As emotions ran high on the final day, two of the coolest customers were also two of the youngest – Kinhult and Dunne – who both earned spots on The Race to Dubai for 2016.
“It means more to me now than St Andrews because I’ve got something out of it,” said 22 year old Dunne. “I played better at St Andrews but I was happy with how I grinded my way through this week and stayed patient and kept things together.
“It’s a great step because turning pro straight away, skipping the feeder tours to go straight to the main tour is something I always dreamed of doing and wanted to do, but you never know how long it’s going to take. I’m just happy to do it first time and hopefully never have to come back here!
“Ever since I started the year back in February in college, my number one goal for the year was to get through Q-School, so to achieve something I’ve been wanting to do and practising for all year is brilliant.”

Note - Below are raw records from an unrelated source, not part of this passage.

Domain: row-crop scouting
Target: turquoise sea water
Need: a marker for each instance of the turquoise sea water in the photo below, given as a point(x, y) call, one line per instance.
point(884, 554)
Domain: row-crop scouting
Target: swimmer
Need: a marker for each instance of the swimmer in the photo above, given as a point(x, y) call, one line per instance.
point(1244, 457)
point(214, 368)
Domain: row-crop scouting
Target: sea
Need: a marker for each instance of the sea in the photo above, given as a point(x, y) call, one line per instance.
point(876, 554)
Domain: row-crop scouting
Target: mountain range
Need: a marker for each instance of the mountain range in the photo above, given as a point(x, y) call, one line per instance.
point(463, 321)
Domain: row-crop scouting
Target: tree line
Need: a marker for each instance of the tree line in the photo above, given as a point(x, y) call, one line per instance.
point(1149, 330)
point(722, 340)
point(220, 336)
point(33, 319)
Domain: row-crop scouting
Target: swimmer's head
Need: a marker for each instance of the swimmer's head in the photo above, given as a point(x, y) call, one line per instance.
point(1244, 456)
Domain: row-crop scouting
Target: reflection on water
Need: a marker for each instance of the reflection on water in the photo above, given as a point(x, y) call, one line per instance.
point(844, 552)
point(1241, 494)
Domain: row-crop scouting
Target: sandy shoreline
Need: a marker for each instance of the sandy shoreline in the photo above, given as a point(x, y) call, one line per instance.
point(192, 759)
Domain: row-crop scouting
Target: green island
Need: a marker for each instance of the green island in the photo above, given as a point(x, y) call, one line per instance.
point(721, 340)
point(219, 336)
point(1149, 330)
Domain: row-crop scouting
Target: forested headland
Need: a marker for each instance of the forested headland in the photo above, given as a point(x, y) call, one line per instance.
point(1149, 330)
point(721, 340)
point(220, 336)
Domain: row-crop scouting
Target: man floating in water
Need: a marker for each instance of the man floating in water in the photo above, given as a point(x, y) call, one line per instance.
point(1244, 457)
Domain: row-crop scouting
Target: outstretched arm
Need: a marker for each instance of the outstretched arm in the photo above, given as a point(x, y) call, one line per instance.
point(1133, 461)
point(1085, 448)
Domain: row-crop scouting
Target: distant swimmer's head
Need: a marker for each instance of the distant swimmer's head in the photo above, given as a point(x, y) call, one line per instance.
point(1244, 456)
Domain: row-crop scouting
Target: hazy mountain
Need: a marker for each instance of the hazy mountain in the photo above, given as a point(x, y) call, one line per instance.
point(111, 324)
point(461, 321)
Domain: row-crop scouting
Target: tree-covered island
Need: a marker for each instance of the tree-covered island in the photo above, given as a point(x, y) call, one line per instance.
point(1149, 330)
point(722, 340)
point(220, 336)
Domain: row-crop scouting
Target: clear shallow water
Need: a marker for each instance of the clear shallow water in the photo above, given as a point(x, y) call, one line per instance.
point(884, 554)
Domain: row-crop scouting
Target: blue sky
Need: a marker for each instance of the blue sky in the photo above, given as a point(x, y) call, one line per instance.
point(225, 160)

Kinhult is another who caught the eye while still in amateur ranks, leading the Nordea Masters at the halfway point earlier this year, and the 19 year old believes he is now more than ready for life as a professional golfer.
“It feels unreal, unbelievable,” he said. “It’s been a long week, a couple of tough days these last three days and it was a bit of a struggle for me on the course but I managed to pull it off in the end.
“I felt prepared for professional golf already coming into this week but this is a good confirmation of that. My game is good enough to be up there with those bigger names hopefully in the future, that’s what I’m trying to reach of course.”
Molinari, the older of the famous Italian brothers who starred together in The 2010 Ryder Cup, compared his four under back nine to the one which earned him a second European Tour title at Gleneagles in 2010.
The 34 year old looked to be down and out after a double bogey at the 14th, having teed off at the tenth, but he rallied to an immediate birdie at the 15th before carding the tied best score of the day on the front nine, his back nine, to register a three under par 69 and finish on the cut line of seven under.
Kinhult and Dunne played together and both displayed maturity beyond their years – not for the first time in the professional ranks – to card level par 72s and claim the 16th and 17th European Tour cards, respectively.
The biggest movers on an enthralling day on northern Spain were Welshman Stuart Manley, whose six under par 66 was the best round of the day and earned the 13th card, and South African Justin Walters, who climbed from outside the cut line to claim the ninth card courtesy of a five under 67.